Esa Unggul Gelar Kongres Internasional Pengetahuan Kesehatan, Tunjukkan 65 Hasil Penelitian

JAKARTA – Universitas Esa Unggul menyelenggarakan konferensi internasional bidang ilmu kesehatan. Kongres ini menekankan pentingnya penyelenggaraan kebugaran yang didukung pengelolaan sumber daya alam juga kebijakan kesehatan.
Konferensi yang mana mengangkat tema “Esa Unggul International Conference of Health Science ( EU-ICHS)” ini menghadirkan enam pembicara yang dimaksud berasal dari lima negara.
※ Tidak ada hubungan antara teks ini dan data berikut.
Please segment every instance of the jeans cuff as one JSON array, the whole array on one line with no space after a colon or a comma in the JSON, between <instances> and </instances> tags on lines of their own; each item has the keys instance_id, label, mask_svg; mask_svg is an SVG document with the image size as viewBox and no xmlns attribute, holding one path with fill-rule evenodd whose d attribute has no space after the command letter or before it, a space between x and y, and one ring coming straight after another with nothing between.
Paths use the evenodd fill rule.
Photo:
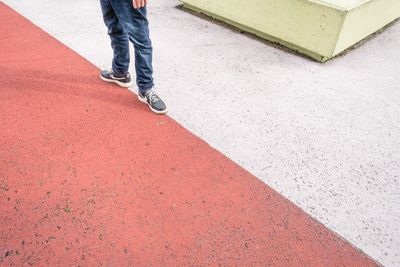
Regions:
<instances>
[{"instance_id":1,"label":"jeans cuff","mask_svg":"<svg viewBox=\"0 0 400 267\"><path fill-rule=\"evenodd\" d=\"M115 74L115 75L126 75L126 74L128 74L129 73L129 71L128 70L117 70L117 69L115 69L115 68L112 68L112 72Z\"/></svg>"},{"instance_id":2,"label":"jeans cuff","mask_svg":"<svg viewBox=\"0 0 400 267\"><path fill-rule=\"evenodd\" d=\"M153 87L154 87L154 84L152 84L150 86L139 87L139 93L145 93L145 92L151 90Z\"/></svg>"}]
</instances>

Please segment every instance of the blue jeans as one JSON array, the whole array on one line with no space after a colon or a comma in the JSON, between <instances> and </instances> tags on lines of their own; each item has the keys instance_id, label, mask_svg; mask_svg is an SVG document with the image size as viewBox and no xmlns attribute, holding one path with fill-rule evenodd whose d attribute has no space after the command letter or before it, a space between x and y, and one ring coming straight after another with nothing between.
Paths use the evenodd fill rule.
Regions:
<instances>
[{"instance_id":1,"label":"blue jeans","mask_svg":"<svg viewBox=\"0 0 400 267\"><path fill-rule=\"evenodd\" d=\"M131 41L135 48L136 84L139 92L150 90L154 86L153 47L146 7L135 9L132 0L100 0L100 4L114 51L113 72L128 73Z\"/></svg>"}]
</instances>

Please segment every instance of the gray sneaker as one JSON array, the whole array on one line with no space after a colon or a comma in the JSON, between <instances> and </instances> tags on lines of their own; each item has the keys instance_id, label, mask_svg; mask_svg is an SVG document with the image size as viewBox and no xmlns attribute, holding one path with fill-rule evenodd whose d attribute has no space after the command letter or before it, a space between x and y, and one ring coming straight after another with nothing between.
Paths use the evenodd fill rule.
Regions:
<instances>
[{"instance_id":1,"label":"gray sneaker","mask_svg":"<svg viewBox=\"0 0 400 267\"><path fill-rule=\"evenodd\" d=\"M103 81L110 82L110 83L116 83L121 87L130 87L132 85L132 80L131 80L131 75L129 73L127 74L114 74L112 70L103 70L100 73L100 78Z\"/></svg>"},{"instance_id":2,"label":"gray sneaker","mask_svg":"<svg viewBox=\"0 0 400 267\"><path fill-rule=\"evenodd\" d=\"M161 115L168 111L164 101L161 100L154 89L148 90L144 93L138 93L138 99L141 102L146 103L154 113Z\"/></svg>"}]
</instances>

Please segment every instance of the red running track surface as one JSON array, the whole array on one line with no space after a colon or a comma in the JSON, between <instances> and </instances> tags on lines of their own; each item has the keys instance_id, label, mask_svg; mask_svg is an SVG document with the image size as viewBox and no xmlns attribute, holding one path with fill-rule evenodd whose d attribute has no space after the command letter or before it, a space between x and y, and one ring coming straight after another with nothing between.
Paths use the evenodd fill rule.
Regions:
<instances>
[{"instance_id":1,"label":"red running track surface","mask_svg":"<svg viewBox=\"0 0 400 267\"><path fill-rule=\"evenodd\" d=\"M377 265L2 3L0 17L0 264Z\"/></svg>"}]
</instances>

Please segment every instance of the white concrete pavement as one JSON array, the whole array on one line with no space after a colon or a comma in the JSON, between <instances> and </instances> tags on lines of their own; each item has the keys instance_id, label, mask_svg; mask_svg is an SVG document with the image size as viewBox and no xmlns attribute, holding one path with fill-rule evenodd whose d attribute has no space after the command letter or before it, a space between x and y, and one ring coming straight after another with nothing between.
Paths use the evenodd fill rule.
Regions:
<instances>
[{"instance_id":1,"label":"white concrete pavement","mask_svg":"<svg viewBox=\"0 0 400 267\"><path fill-rule=\"evenodd\" d=\"M3 2L110 66L97 0ZM169 115L383 265L399 266L400 23L320 64L179 4L149 4Z\"/></svg>"}]
</instances>

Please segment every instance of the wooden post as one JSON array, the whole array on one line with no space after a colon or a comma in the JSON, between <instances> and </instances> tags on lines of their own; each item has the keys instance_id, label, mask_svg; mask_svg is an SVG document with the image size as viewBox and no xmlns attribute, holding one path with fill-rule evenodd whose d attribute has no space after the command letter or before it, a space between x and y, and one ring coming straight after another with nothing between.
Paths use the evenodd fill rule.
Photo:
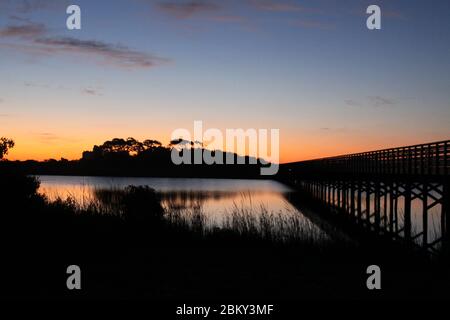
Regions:
<instances>
[{"instance_id":1,"label":"wooden post","mask_svg":"<svg viewBox=\"0 0 450 320\"><path fill-rule=\"evenodd\" d=\"M336 189L337 189L337 202L338 202L337 206L338 206L338 209L340 209L341 208L341 182L340 181L337 183Z\"/></svg>"},{"instance_id":2,"label":"wooden post","mask_svg":"<svg viewBox=\"0 0 450 320\"><path fill-rule=\"evenodd\" d=\"M375 212L375 230L380 229L380 182L375 182L375 196L374 196L374 212Z\"/></svg>"},{"instance_id":3,"label":"wooden post","mask_svg":"<svg viewBox=\"0 0 450 320\"><path fill-rule=\"evenodd\" d=\"M383 184L383 197L384 197L384 209L383 209L383 225L384 225L384 229L387 229L388 226L388 213L387 213L387 209L388 209L388 205L387 205L387 199L388 199L388 186L387 183Z\"/></svg>"},{"instance_id":4,"label":"wooden post","mask_svg":"<svg viewBox=\"0 0 450 320\"><path fill-rule=\"evenodd\" d=\"M342 182L342 210L347 213L347 182Z\"/></svg>"},{"instance_id":5,"label":"wooden post","mask_svg":"<svg viewBox=\"0 0 450 320\"><path fill-rule=\"evenodd\" d=\"M395 234L398 234L398 183L395 183L394 194Z\"/></svg>"},{"instance_id":6,"label":"wooden post","mask_svg":"<svg viewBox=\"0 0 450 320\"><path fill-rule=\"evenodd\" d=\"M405 184L405 239L411 239L411 184L407 182Z\"/></svg>"},{"instance_id":7,"label":"wooden post","mask_svg":"<svg viewBox=\"0 0 450 320\"><path fill-rule=\"evenodd\" d=\"M358 222L361 222L361 218L362 218L362 209L361 209L361 193L362 193L362 188L363 188L363 184L361 181L358 181L358 200L357 200L357 211L358 211Z\"/></svg>"},{"instance_id":8,"label":"wooden post","mask_svg":"<svg viewBox=\"0 0 450 320\"><path fill-rule=\"evenodd\" d=\"M428 245L428 185L423 184L422 189L422 245Z\"/></svg>"},{"instance_id":9,"label":"wooden post","mask_svg":"<svg viewBox=\"0 0 450 320\"><path fill-rule=\"evenodd\" d=\"M387 195L387 193L386 193ZM394 184L389 184L389 231L394 232Z\"/></svg>"},{"instance_id":10,"label":"wooden post","mask_svg":"<svg viewBox=\"0 0 450 320\"><path fill-rule=\"evenodd\" d=\"M352 180L350 182L350 214L352 218L355 217L355 182Z\"/></svg>"},{"instance_id":11,"label":"wooden post","mask_svg":"<svg viewBox=\"0 0 450 320\"><path fill-rule=\"evenodd\" d=\"M333 207L336 205L336 182L333 182Z\"/></svg>"},{"instance_id":12,"label":"wooden post","mask_svg":"<svg viewBox=\"0 0 450 320\"><path fill-rule=\"evenodd\" d=\"M370 190L371 186L370 186L370 181L367 180L366 182L366 220L369 222L370 224Z\"/></svg>"},{"instance_id":13,"label":"wooden post","mask_svg":"<svg viewBox=\"0 0 450 320\"><path fill-rule=\"evenodd\" d=\"M329 181L327 183L327 193L328 193L328 205L330 205L331 204L331 184Z\"/></svg>"}]
</instances>

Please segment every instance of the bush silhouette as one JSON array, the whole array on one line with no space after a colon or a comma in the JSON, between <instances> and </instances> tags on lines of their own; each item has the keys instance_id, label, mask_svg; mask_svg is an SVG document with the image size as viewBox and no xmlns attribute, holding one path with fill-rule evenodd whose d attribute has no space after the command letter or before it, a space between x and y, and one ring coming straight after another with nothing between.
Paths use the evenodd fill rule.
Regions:
<instances>
[{"instance_id":1,"label":"bush silhouette","mask_svg":"<svg viewBox=\"0 0 450 320\"><path fill-rule=\"evenodd\" d=\"M0 160L8 154L9 149L14 147L14 141L8 138L0 138Z\"/></svg>"}]
</instances>

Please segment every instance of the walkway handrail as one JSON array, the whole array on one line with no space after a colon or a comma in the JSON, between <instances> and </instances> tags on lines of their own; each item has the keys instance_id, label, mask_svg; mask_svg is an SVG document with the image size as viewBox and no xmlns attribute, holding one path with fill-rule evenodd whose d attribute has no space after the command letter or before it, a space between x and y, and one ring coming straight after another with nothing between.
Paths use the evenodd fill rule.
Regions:
<instances>
[{"instance_id":1,"label":"walkway handrail","mask_svg":"<svg viewBox=\"0 0 450 320\"><path fill-rule=\"evenodd\" d=\"M450 140L286 164L308 173L446 176Z\"/></svg>"}]
</instances>

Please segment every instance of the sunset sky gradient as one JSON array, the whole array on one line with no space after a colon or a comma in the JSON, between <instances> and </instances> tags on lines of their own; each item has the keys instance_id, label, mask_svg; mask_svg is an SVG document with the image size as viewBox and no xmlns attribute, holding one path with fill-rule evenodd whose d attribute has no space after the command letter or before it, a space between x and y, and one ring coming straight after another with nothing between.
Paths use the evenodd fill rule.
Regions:
<instances>
[{"instance_id":1,"label":"sunset sky gradient","mask_svg":"<svg viewBox=\"0 0 450 320\"><path fill-rule=\"evenodd\" d=\"M0 0L0 136L10 160L77 159L202 120L280 129L281 162L448 139L449 16L444 0Z\"/></svg>"}]
</instances>

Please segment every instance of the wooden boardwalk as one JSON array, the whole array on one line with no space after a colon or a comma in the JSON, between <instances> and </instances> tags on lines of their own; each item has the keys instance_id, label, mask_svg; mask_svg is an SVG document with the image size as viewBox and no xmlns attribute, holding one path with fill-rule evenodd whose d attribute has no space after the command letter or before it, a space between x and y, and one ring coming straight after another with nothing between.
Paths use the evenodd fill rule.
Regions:
<instances>
[{"instance_id":1,"label":"wooden boardwalk","mask_svg":"<svg viewBox=\"0 0 450 320\"><path fill-rule=\"evenodd\" d=\"M367 229L448 247L450 140L284 164L282 181Z\"/></svg>"}]
</instances>

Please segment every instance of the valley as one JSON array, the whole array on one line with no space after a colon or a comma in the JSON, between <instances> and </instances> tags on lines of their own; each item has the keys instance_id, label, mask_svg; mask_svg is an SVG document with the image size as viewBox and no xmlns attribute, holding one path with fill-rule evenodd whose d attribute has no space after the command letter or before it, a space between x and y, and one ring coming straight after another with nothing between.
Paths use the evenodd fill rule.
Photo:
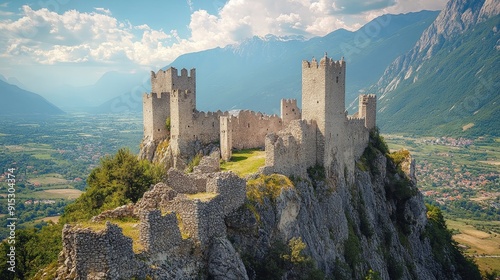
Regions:
<instances>
[{"instance_id":1,"label":"valley","mask_svg":"<svg viewBox=\"0 0 500 280\"><path fill-rule=\"evenodd\" d=\"M57 221L65 205L84 190L86 177L100 158L120 147L137 153L142 138L138 114L3 118L0 127L0 171L17 169L16 215L27 227ZM500 139L384 137L391 150L410 150L420 191L427 203L443 210L465 252L475 256L483 270L500 269L500 259L488 257L500 254ZM259 153L245 151L241 160L255 161L257 166L263 161ZM244 167L241 173L253 169ZM5 175L0 175L0 186L1 213L6 213ZM1 222L5 219L0 217ZM0 234L6 236L6 232ZM484 246L493 251L485 251Z\"/></svg>"}]
</instances>

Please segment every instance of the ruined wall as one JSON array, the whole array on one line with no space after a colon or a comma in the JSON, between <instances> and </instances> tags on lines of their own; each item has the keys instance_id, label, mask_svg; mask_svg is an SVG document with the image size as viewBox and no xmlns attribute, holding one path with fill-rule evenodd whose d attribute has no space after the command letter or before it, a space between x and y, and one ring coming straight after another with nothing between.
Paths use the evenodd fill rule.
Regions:
<instances>
[{"instance_id":1,"label":"ruined wall","mask_svg":"<svg viewBox=\"0 0 500 280\"><path fill-rule=\"evenodd\" d=\"M167 253L181 244L181 232L175 213L161 215L160 210L144 211L140 215L139 240L150 253Z\"/></svg>"},{"instance_id":2,"label":"ruined wall","mask_svg":"<svg viewBox=\"0 0 500 280\"><path fill-rule=\"evenodd\" d=\"M58 269L57 279L130 279L140 276L141 269L132 251L132 239L117 225L106 223L106 229L65 225L62 232L65 266Z\"/></svg>"},{"instance_id":3,"label":"ruined wall","mask_svg":"<svg viewBox=\"0 0 500 280\"><path fill-rule=\"evenodd\" d=\"M224 215L228 215L245 202L246 181L232 172L212 173L207 179L207 192L219 194Z\"/></svg>"},{"instance_id":4,"label":"ruined wall","mask_svg":"<svg viewBox=\"0 0 500 280\"><path fill-rule=\"evenodd\" d=\"M207 179L188 176L183 171L170 168L168 170L167 184L178 193L194 194L205 192Z\"/></svg>"},{"instance_id":5,"label":"ruined wall","mask_svg":"<svg viewBox=\"0 0 500 280\"><path fill-rule=\"evenodd\" d=\"M343 150L344 163L350 171L354 171L354 165L363 152L370 138L370 133L365 127L365 119L358 117L348 117L346 145Z\"/></svg>"},{"instance_id":6,"label":"ruined wall","mask_svg":"<svg viewBox=\"0 0 500 280\"><path fill-rule=\"evenodd\" d=\"M315 122L295 120L266 137L266 167L269 172L305 176L317 162L317 127Z\"/></svg>"},{"instance_id":7,"label":"ruined wall","mask_svg":"<svg viewBox=\"0 0 500 280\"><path fill-rule=\"evenodd\" d=\"M226 236L222 197L219 195L209 199L190 199L180 194L165 205L165 210L178 213L183 230L202 246L208 246L212 238Z\"/></svg>"},{"instance_id":8,"label":"ruined wall","mask_svg":"<svg viewBox=\"0 0 500 280\"><path fill-rule=\"evenodd\" d=\"M297 99L281 99L281 120L286 127L293 120L300 120L301 113L297 106Z\"/></svg>"}]
</instances>

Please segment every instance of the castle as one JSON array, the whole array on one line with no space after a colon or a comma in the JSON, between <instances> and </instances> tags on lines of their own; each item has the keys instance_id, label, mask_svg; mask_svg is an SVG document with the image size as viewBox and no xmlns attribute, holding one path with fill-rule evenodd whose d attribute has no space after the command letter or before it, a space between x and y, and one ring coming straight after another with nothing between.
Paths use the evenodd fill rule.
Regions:
<instances>
[{"instance_id":1,"label":"castle","mask_svg":"<svg viewBox=\"0 0 500 280\"><path fill-rule=\"evenodd\" d=\"M220 143L223 160L233 149L264 147L266 173L302 175L310 166L354 169L375 127L376 97L360 95L359 111L345 110L346 62L325 54L302 62L302 110L297 100L281 100L281 116L253 111L200 112L196 71L178 75L171 67L151 72L152 92L143 96L144 142L169 139L173 166L182 168L193 144ZM168 121L167 121L168 120ZM166 125L170 124L170 127ZM354 160L353 160L354 159ZM341 170L343 170L342 168Z\"/></svg>"},{"instance_id":2,"label":"castle","mask_svg":"<svg viewBox=\"0 0 500 280\"><path fill-rule=\"evenodd\" d=\"M220 158L230 160L233 149L264 147L264 174L306 176L309 167L322 165L327 175L353 179L355 160L375 127L376 100L361 95L359 112L347 116L345 71L344 60L326 55L319 62L304 61L302 110L297 100L282 99L280 116L199 112L194 69L189 75L186 69L178 75L175 68L152 72L152 92L143 97L143 147L162 153L161 143L168 143L176 168L137 203L92 218L96 223L136 220L138 240L109 221L101 231L66 225L56 279L194 279L205 264L214 279L248 279L226 224L248 208L242 208L247 182L232 172L220 172ZM219 143L219 149L212 149L192 173L178 170L197 149L213 143ZM248 219L251 227L257 224L257 218ZM291 220L280 218L280 225Z\"/></svg>"}]
</instances>

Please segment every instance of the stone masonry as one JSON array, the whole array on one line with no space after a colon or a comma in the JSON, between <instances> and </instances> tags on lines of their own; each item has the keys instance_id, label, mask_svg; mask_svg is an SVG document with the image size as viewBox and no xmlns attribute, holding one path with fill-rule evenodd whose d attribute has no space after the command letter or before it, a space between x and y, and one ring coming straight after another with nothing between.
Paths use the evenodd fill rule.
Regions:
<instances>
[{"instance_id":1,"label":"stone masonry","mask_svg":"<svg viewBox=\"0 0 500 280\"><path fill-rule=\"evenodd\" d=\"M144 262L145 257L160 262L167 258L173 269L169 271L176 271L175 278L193 278L186 272L196 272L189 253L193 246L204 251L218 240L225 248L231 247L226 242L224 218L246 199L244 179L232 172L211 172L219 171L215 154L204 157L202 166L193 173L170 169L167 183L156 184L136 204L94 217L94 222L138 217L139 239L135 242L140 242L142 252L134 253L132 239L109 221L101 231L66 225L57 279L143 279L145 275L156 275L158 271ZM237 256L234 248L226 249ZM217 267L213 269L220 272ZM237 271L244 271L244 266ZM168 277L170 272L165 272Z\"/></svg>"},{"instance_id":2,"label":"stone masonry","mask_svg":"<svg viewBox=\"0 0 500 280\"><path fill-rule=\"evenodd\" d=\"M346 62L326 54L320 61L303 61L302 110L297 100L282 99L281 115L269 116L252 111L199 112L195 70L190 76L186 69L181 75L175 68L160 70L151 75L152 93L143 97L144 143L170 137L176 168L183 168L197 153L193 143L218 142L220 156L226 161L231 159L233 149L265 148L267 172L303 174L310 164L323 165L328 172L333 162L352 171L354 165L349 159L363 153L369 131L376 125L376 97L360 95L359 112L347 116L345 73ZM169 132L165 128L167 118ZM289 129L296 120L305 122ZM274 144L277 146L273 148ZM301 151L304 147L308 147L307 152Z\"/></svg>"}]
</instances>

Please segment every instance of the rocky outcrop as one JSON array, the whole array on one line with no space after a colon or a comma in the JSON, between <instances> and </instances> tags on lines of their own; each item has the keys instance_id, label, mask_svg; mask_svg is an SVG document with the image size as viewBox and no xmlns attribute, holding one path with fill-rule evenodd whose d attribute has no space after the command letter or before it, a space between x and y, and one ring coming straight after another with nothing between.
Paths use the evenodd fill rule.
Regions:
<instances>
[{"instance_id":1,"label":"rocky outcrop","mask_svg":"<svg viewBox=\"0 0 500 280\"><path fill-rule=\"evenodd\" d=\"M287 187L276 181L284 176L253 176L248 184L262 185L247 187L248 197L233 173L171 171L172 184L203 178L205 189L190 193L193 186L174 190L167 182L146 192L133 207L141 252L116 225L97 232L66 226L58 277L365 279L371 270L381 279L462 279L446 261L449 251L441 252L444 262L434 255L411 156L394 163L370 151L352 174L325 177L316 167Z\"/></svg>"}]
</instances>

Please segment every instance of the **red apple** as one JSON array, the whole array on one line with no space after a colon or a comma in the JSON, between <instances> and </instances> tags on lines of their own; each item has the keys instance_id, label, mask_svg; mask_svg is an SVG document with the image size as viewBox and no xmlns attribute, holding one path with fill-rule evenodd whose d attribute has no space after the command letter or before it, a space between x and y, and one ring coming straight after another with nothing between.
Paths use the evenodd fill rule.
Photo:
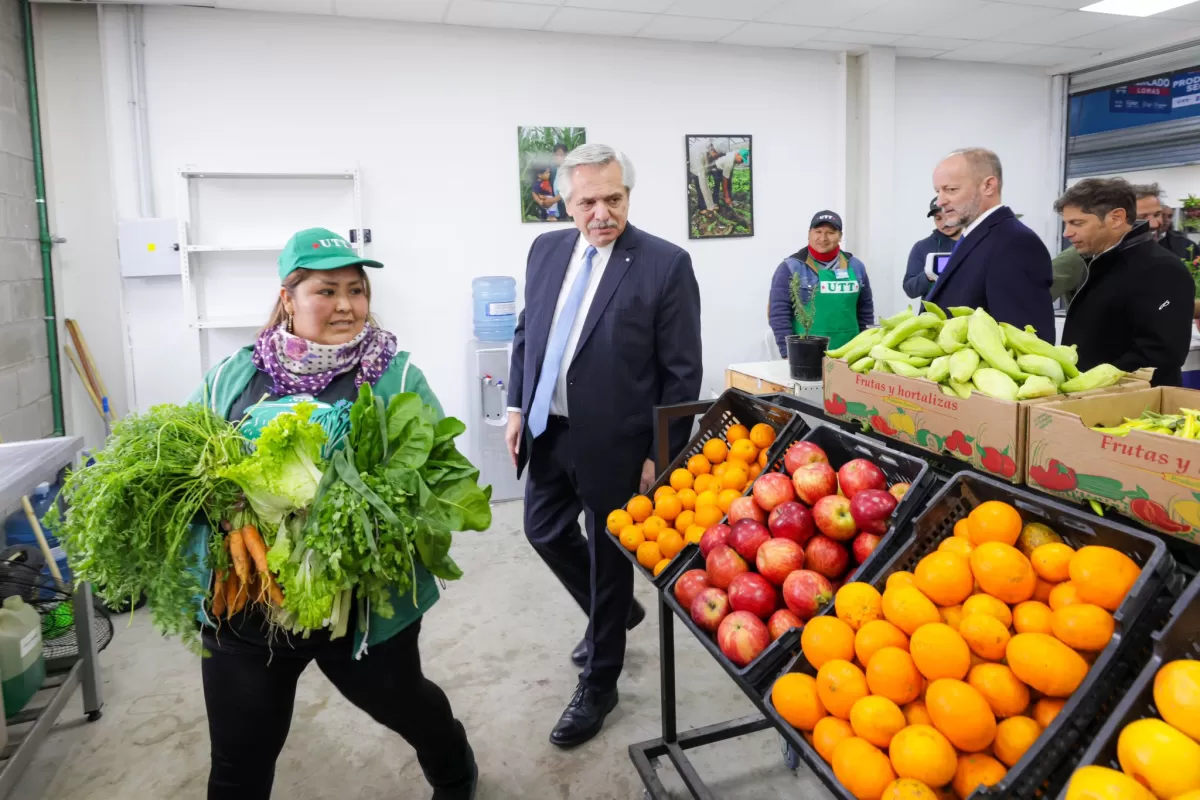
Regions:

Rektor Universitas Esa Unggul Arief Kusuma mengatakan, tema yang mana diusung yakni natural resources management, health management, and regulation to support sustainable development.
“Yang menekankan pentingnya konstruksi kebugaran berkelanjutan yang digunakan didukung oleh pengelolaan sumber daya alam, manajemen, lalu kebijakan kesehatan,” ujar Arief, Selasa (15/10/2024).
Dia berharap konferensi ini dapat melahirkan rekomendasi bagi upaya konstruksi kemampuan fisik berkelanjutan dalam Indonesia. Selain konferensi internasional, kegiatan ini juga menampilkan hasil penelitian dari beberapa universitas di tempat Indonesia antara lain Universitas Indonesia (UI) juga Universitas Hasanuddin (Unhas).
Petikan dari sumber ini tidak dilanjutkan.